Suppose that \(x_1, \ldots, x_n\) is a dataset, which is a realisation of a random sample from a Rayleigh distribution, which is the continuous distribution with pdf \(f_\theta(x) = \frac{x}{\theta^2}\exp{\lbrace -\frac{1}{2} \frac{x^2}{\theta^2} \rbrace}\) for \(x\geq 0\). Determine the maximum likelihood estimator for \(\theta\).
Suppose that \(x_1, \ldots, x_n\) is a dataset, which is a realisation of a random sample from a distribution with pdf
\[f_\theta(x) = \frac{\theta}{(x + 1)^{\theta + 1}} \text{ for } x > 0\]Determine the MLE for \(\theta\).
Suppose that \(x_1, \ldots, x_n\) is a dataset, which is a realisation of a random sample from a distribution with pdf
\[f_\theta(x) = \begin{cases} e^{\theta - x} & \text{for }\ x > \theta \\ 0 & \text{for }\ x \leq \theta \end{cases}\](+) Suppose that \(x_1, \ldots, x_n\) is a dataset, which is a realisation of a random sample from a distribution with pdf
\[f_\theta(x) = \frac{1}{2} e^{-\lvert x - \theta \rvert} \text{ for }-\infty < x < \infty\]Determine the maximum likelihood estimator for \(\theta\).
Suppose that \(x_1, \ldots, x_n\) is a dataset, which is a realisation of a random sample from a distribution with pdf
\[f_{\mu, \lambda}(x) = \left( \frac{\lambda}{2\pi x^3} \right)^{1/2} \exp{\lbrace - \lambda (x - \mu)^2 / (2\mu^2 x)\rbrace} \text{ for } x>0\]Determine the maximum likelihood estimator for \(\mu\) and \(\lambda\).
(+) Create your own MLE exercise.
Exercise [Linear transformation]: Consider r.v. \(X\) and \(Y = aX + b\) for constants \(a\) (\(a \neq 0\)) and \(b\).
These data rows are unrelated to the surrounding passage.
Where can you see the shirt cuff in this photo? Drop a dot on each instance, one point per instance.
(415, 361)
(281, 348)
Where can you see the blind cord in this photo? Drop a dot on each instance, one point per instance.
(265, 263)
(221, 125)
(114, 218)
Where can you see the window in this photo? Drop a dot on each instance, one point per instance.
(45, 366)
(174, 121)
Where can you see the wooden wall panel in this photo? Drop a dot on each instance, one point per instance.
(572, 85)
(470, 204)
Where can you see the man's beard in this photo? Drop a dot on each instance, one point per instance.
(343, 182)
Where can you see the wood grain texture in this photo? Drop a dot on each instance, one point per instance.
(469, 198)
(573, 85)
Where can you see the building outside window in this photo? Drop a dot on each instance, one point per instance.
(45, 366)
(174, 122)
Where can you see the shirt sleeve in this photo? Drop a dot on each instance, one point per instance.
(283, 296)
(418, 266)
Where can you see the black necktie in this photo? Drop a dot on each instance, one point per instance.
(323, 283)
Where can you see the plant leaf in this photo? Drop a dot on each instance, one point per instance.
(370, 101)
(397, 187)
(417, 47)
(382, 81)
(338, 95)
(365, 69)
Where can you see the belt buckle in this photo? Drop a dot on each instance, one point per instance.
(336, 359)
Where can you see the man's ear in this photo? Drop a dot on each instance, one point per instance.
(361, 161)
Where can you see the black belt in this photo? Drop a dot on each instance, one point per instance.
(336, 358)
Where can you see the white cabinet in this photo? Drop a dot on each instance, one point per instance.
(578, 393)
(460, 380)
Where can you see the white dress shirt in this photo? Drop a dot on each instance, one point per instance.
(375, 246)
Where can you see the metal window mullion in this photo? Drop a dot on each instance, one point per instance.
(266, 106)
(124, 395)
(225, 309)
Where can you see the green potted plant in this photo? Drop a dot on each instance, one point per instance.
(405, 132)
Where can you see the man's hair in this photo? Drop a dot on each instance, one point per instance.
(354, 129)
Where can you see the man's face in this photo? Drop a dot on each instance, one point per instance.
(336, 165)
Find the cdf of \(Y\) in terms of the cdf of \(X\).
Exercise [Constant transformation]: Consider r.v. \(X\) with cdf \(F_X\) and the transformation \(Y = f(X) = a\) where \(a\) is a constant. Find the pdf \(Y\)?
Exercise [Cubic transformation]: Consider r.v. \(X \sim U[0, 1]\) and \(Y = X^3\). Find the cdf and pdf for \(X\).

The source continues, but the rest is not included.